A partir de 1880, o alcance artístico e de análise sobre a realidade social agiganta-se, passando até mesmo a desconsiderar convenções do realismo para exprimir-se, como a crítica qualificada aponta com tanta frequência. Em Brás Cubas, descobre um novo tipo de narrador, tanto arbitrário como despeitado, que transforma a insolência e impertinência em princípio formal e processo de configuração expressiva. O desrespeito às normas, no entanto, não as desqualifica, apenas as aponta como inoperantes, redundando numa impotência cínica que ri da própria superioridade retórica improcedente desta voz culta. Machado abandona as aspirações românticas que buscavam um sentido original para a cor local e encontra uma voz que atinge as questões mais amplas e universais da vida letrada, mas atingindo-as pelo sentido negativo destas aspirações. Não há força social ou convenção que escape da lâmina retórica da ironia machadiana.
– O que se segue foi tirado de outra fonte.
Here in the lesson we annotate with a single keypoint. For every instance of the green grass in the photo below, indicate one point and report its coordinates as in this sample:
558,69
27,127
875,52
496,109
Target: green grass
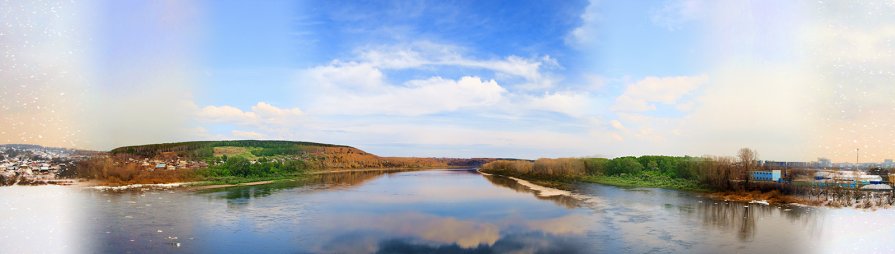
647,179
239,180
Integram esta fase os romances Memórias póstumas de Brás Cubas (1881), Quincas Borba (1891), Dom Casmurro (1899), Esaú e Jacó (1904) e Memorial de Aires (1908), bem como cinco livros de contos que reúnem dezenas de narrativas breves.
Em A causa secreta está plenamente desenvolvida a compreensão machadiana sobre duas naturezas humanas, tal como preliminarmente apresentadas no capítulo IV do romance Iaiá Garcia e composta como teorema no conto O espelho, de 1882. No romance, o narrador aponta que há duas naturezas humanas, uma de convenção natural, íntima e espontânea, e uma natureza social, ou seja,
uma lei do coração e uma lei da sociedade. No conto O espelho, estas são referidas como alma interior e alma exterior. Do romance ao conto, refina-se a percepção do elemento de mediação entre uma e outra: o olhar exterior. A primeira natureza seria uma disposição com que nasce o sujeito, sua índole ou temperamento; a segunda natureza seria a máscara do sujeito forjada na aprendizagem do trato social, com as leis e convenções de convívio social. O elemento mediador seria o olhar que outros lançam sobre o sujeito e este institui como identidade. Em A causa secreta, a primeira natureza sádica de Fortunato é mascarada pela segunda natureza que a imagem social de capitalista empreendedor numa sociedade escravocrata imprime sobre o personagem e que tanto os outros personagens como a própria ordem social reforçam. Todos tornam-se cúmplices da aceitação do sadismo de Fortunato.